While environmental groups cheered the rules, Senator Joe Manchin (D-WV) issued a scathing analysis of the regulations that are worth quoting in their entirety:

“It is obvious that the ultimate goal of these EPA regulations is to stop the use of fossil fuels to produce reliable energy in the United States by forcing the premature closure of coal plants and blocking new natural gas plants. The Administration is more frightened by political threats from climate activists than by the warnings from our nation’s electricity reliability regulators and grid operators that these rules will further strain our already at-risk power grid. It is unfortunate, though no longer unexpected, that in an election year they are trying to score short term political points rather than prioritizing long term reliability. This approach comes at the expense of ratepayers across the country and energy communities, like those in West Virginia that have powered our nation for generations. Let me be clear: American taxpayers will be forced to pay for these rules by purchasing unaffordable and unreliable energy. That makes no sense at all when America is producing record amounts of energy cleaner than ever.

“Their goal is simple: death by a thousand cuts to America’s fossil fuel industry, especially coal. If the goal was truly to reduce emissions, the Administration would be doing everything it can to deploy carbon capture and hydrogen and help the fossil industry continue to produce cleaner energy. But instead, the radical climate advisors at the White House and EPA have allowed over 120 permits for carbon sequestration wells to sit idle and put up roadblocks to deploying clean hydrogen which can help plants reduce emissions.

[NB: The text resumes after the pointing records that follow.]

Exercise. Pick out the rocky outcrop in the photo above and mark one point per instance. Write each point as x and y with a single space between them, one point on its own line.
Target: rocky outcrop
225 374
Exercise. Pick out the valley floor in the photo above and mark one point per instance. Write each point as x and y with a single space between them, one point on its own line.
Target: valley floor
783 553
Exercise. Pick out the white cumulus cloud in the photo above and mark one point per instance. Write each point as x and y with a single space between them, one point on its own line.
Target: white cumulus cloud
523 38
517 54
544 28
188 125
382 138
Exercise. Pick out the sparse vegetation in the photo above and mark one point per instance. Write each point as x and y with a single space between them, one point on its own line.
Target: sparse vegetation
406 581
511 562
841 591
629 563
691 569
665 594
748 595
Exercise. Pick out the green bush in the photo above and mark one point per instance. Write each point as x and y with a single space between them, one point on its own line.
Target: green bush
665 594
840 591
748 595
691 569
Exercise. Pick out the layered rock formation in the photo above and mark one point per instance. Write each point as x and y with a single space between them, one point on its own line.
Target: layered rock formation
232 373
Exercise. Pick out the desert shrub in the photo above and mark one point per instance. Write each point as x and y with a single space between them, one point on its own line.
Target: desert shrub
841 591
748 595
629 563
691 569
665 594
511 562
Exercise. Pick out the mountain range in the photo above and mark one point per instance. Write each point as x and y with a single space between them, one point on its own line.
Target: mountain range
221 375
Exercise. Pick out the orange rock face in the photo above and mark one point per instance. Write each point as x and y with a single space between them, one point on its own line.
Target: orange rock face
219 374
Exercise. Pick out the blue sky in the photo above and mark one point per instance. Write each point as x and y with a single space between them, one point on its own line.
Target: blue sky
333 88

In fact, they have even gone so far as to remove hydrogen blending from the final rule.

“This comes against the backdrop of the Bipartisan Infrastructure Law, the Inflation Reduction Act, and the Chips and Science Act bringing manufacturing back to America and causing a significant growth in electricity demand forecasts for the first time in two decades. We can’t be open for business if we can’t keep the lights on. When the Administration is playing favorites with the law and blocking all of the opportunities to include fossil fuels in a low carbon future, these regulations are neither feasible nor reasonable. All Americans should be concerned about their impact,” said Chairman Manchin.

Senator Manchin’s concerns were echoed by Todd Snitchler, the President and CEO of the Electric Power Supply Association (EPSA):

We hear rhetoric from regulators and policymakers about their commitment to reliability, but rulemaking is where the rubber meets the road. While EPSA welcomed the EPA’s announcement that it had removed existing gas plants from its proposed emissions regulations, the final rule released today is still a painful example of aspirational policy outpacing physical and operational realities (emphasis original).

The rule will place significant restrictions on new natural gas power plants at a time when reliability experts including the Federal Energy Regulatory Commission, the North American Electric Reliability Corporation, and nearly all of the grid operators, are flashing warning signs about the loss of dispatchable capacity during a time of surging electric demand. The almost certain result will be higher prices, diminished reliability, and even increased emissions, by stymying investment in new, highly efficient natural gas facilities to displace older, higher emitting, and/or more expensive resources.

The EPA’s final rules will undermine the reliability of America’s electricity supply by forcing the premature retirement of the nation’s coal fleet and placing onerous restrictions on the new natural gas plants needed to replace them. This situation will increase our dependence upon unreliable wind and solar generators, leaving grid reliability to the whims of the weather.